Hat der Kapitalismus den Feminismus gekauft und ist das Politische nun wieder privat geworden? 

 

Die österreichische Autorin Beate Hausbichler deckt in ihrem Buch "Der verkaufte Feminismus" die individualisierenden Fallstricke des markttauglichen Feminismus auf und zeigt an vielen Beispielen, dass sich hinter dem Label "Feminismus" häufig die neoliberale Doktrin von Konsumzwang und Selbstoptimierung versteckt.



 

Wenn kapitalistische Großkonzerne mit Feminismus und Diversität werben, stellt sich zurecht die Frage, ob es sich nur um eine Marketing Strategie handelt oder ob authentische Werte dahinter stehen. Dies betrifft besonders die Schönheitsindustrie, gegen die sich der Feminismus in seinen Grundsätzen eigentlich auflehnt. Hausbichler bezeichnet diese Werbestrategien, in denen Feminismus zu Werbezwecken für Produkte umgedeutet werden, die grundsätzlich wenig mit Feminismus zu tun haben, als "Femvertising" und Feminist-Washing. Wenn z.B. in Rasierwerbespots plötzlich Slogans für das Selbstbestimmungsrecht (My Body - My Choice) umgedeutet werden, wirkt das besonders anmaßend, denn glatt rasierte Beine machen Abtreibung nicht zugänglicher.

 

In all diesen Werbeversprechen von Freiheit und Selbstbestimmung steckt aber gar keine freie Entscheidung, denn die Option nicht zu konsumieren, gibt es hier nicht. Es wird vielmehr vermittelt, dass wir uns erst mit all diesen scheinbar feministischen Produkten eindecken müssen, um  ausbrechen zu können. Aber Gleichberechtigung gibt es nicht bei Amazon zu kaufen und Ungerechtigkeit lässt sich nicht wegrasieren.

 

In den feministischen Forderungen nacht Autonomie, Selbstbestimmung und Freiheit hat auch der Neoliberalismus sein Entfaltungspotential entdeckt. Plötzlich ist das Private nicht mehr politisch, sondern das Politische wird wieder privat. Die Verantwortung wird auf das Individuum verlagert. Denn wenn man als Frau nicht erfolgreich, schön, sexy, stark uvm. genug ist, dann ist es allein das eigene Verschulden. Das System kann da nichts dafür, denn Frauen stehen ja seit den feministischen Errungenschaften ebenso alle Möglichkeiten offen.  Aber Chancengleichheit im Neoliberalismus ist ein falsches Versprechen und blendet die Realität aus.

 

Die Frage nach der Vereinbarkeit von den Mechanismen von Plattformen wie Instagram und dem politischen Aktivismus darauf hat mich besonders zum Nachdenken gebracht, denn auch ich poste hier zu feministischen und linken Themen auf einer Plattform, die meinen Inhalten und Idealen widerspricht und ich erwische mich immer wieder selbst dabei, wie ich dieses Spiel zwangsläufig mitspielen muss, um Aufmerksamkeit darauf zu lenken.

 

Was ist also dieser markttaugliche Feminismus und woran erkennen wir ihn?

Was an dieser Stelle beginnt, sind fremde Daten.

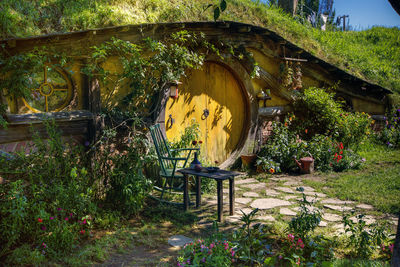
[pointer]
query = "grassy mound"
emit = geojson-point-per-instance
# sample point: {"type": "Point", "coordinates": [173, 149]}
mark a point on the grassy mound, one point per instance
{"type": "Point", "coordinates": [372, 54]}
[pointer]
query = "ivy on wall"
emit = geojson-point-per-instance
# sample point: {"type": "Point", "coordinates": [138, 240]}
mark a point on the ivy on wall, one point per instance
{"type": "Point", "coordinates": [147, 67]}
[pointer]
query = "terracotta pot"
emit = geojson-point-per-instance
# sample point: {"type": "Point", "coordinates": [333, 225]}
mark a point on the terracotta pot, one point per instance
{"type": "Point", "coordinates": [248, 160]}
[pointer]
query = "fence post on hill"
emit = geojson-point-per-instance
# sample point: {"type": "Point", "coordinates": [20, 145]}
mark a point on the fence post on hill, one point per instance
{"type": "Point", "coordinates": [396, 249]}
{"type": "Point", "coordinates": [94, 105]}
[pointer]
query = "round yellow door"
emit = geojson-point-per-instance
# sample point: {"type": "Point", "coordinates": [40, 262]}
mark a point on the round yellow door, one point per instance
{"type": "Point", "coordinates": [213, 98]}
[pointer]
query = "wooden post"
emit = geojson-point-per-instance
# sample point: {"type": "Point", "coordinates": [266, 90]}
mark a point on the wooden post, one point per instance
{"type": "Point", "coordinates": [396, 249]}
{"type": "Point", "coordinates": [185, 193]}
{"type": "Point", "coordinates": [220, 200]}
{"type": "Point", "coordinates": [231, 195]}
{"type": "Point", "coordinates": [198, 191]}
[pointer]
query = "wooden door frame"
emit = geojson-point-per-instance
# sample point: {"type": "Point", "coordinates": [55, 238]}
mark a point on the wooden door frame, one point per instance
{"type": "Point", "coordinates": [243, 79]}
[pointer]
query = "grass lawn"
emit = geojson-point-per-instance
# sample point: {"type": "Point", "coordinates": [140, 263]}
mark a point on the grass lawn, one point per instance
{"type": "Point", "coordinates": [377, 183]}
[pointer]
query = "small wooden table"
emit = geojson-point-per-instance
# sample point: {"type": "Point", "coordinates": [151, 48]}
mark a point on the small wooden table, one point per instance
{"type": "Point", "coordinates": [219, 176]}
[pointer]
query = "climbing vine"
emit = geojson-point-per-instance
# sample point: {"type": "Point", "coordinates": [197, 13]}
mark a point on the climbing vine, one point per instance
{"type": "Point", "coordinates": [146, 68]}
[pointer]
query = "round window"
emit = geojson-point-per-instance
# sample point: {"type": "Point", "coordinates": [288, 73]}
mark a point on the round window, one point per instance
{"type": "Point", "coordinates": [53, 90]}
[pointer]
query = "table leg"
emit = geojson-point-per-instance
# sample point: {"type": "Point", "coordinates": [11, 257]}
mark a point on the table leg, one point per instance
{"type": "Point", "coordinates": [198, 191]}
{"type": "Point", "coordinates": [220, 200]}
{"type": "Point", "coordinates": [185, 193]}
{"type": "Point", "coordinates": [231, 195]}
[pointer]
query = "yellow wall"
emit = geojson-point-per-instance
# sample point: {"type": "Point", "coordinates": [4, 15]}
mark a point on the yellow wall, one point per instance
{"type": "Point", "coordinates": [368, 107]}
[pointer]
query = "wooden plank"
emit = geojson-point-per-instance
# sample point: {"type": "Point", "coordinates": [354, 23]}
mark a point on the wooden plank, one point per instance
{"type": "Point", "coordinates": [22, 132]}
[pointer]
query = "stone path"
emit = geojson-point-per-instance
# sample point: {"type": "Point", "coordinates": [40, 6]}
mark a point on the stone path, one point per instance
{"type": "Point", "coordinates": [278, 199]}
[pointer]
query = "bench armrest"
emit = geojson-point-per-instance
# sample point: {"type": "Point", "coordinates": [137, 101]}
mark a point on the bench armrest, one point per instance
{"type": "Point", "coordinates": [172, 158]}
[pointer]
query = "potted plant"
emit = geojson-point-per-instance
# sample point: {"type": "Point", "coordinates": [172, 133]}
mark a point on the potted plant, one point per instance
{"type": "Point", "coordinates": [249, 157]}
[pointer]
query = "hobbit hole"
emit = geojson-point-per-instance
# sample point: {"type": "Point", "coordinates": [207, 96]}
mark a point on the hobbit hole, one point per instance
{"type": "Point", "coordinates": [221, 97]}
{"type": "Point", "coordinates": [214, 98]}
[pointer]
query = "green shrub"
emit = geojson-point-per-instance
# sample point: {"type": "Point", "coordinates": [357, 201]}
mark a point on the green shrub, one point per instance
{"type": "Point", "coordinates": [282, 147]}
{"type": "Point", "coordinates": [363, 239]}
{"type": "Point", "coordinates": [214, 251]}
{"type": "Point", "coordinates": [390, 135]}
{"type": "Point", "coordinates": [320, 114]}
{"type": "Point", "coordinates": [317, 111]}
{"type": "Point", "coordinates": [307, 219]}
{"type": "Point", "coordinates": [251, 241]}
{"type": "Point", "coordinates": [119, 160]}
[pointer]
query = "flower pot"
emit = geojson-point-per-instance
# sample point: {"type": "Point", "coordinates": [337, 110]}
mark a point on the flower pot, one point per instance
{"type": "Point", "coordinates": [248, 160]}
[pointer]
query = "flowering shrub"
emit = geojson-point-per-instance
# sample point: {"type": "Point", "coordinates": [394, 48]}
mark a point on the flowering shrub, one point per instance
{"type": "Point", "coordinates": [390, 135]}
{"type": "Point", "coordinates": [212, 252]}
{"type": "Point", "coordinates": [311, 251]}
{"type": "Point", "coordinates": [281, 148]}
{"type": "Point", "coordinates": [251, 240]}
{"type": "Point", "coordinates": [306, 220]}
{"type": "Point", "coordinates": [363, 239]}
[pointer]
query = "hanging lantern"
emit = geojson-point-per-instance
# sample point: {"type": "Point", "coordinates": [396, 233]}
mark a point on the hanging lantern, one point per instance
{"type": "Point", "coordinates": [262, 97]}
{"type": "Point", "coordinates": [173, 89]}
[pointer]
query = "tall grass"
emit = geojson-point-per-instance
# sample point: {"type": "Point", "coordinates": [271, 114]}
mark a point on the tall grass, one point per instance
{"type": "Point", "coordinates": [372, 54]}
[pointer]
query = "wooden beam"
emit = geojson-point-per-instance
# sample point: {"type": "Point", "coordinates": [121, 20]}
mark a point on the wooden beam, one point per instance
{"type": "Point", "coordinates": [295, 59]}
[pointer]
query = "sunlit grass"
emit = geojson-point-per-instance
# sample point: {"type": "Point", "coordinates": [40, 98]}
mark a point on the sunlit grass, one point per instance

Beate Hausbichler zufolge, ist er daran zu erkennen, dass er viel zu gut ins System passt. Er macht keine schlechte Stimmung, fordert nicht zu viel, bereitet keinen Unmut und löst keine Revolution aus. Und genau da liegt das Problem, denn die wirklichen feministischen Forderungen und Ziele geraten durch die Kommerzialisierung in den Hintergrund und werden abgeschwächt und umgeformt. Und auch vor der Falle der Individualität sollten wir und in feministischen Anliegen in Acht nehmen, denn das Private ist und bliebt politisch. Veränderung beginnt zwar bei uns selbst, es bringt aber nichts, wenn sie dort auch endet.

 

Mein Fazit: Empfehlenswert und interessant, aber leider auch nicht der Knaller.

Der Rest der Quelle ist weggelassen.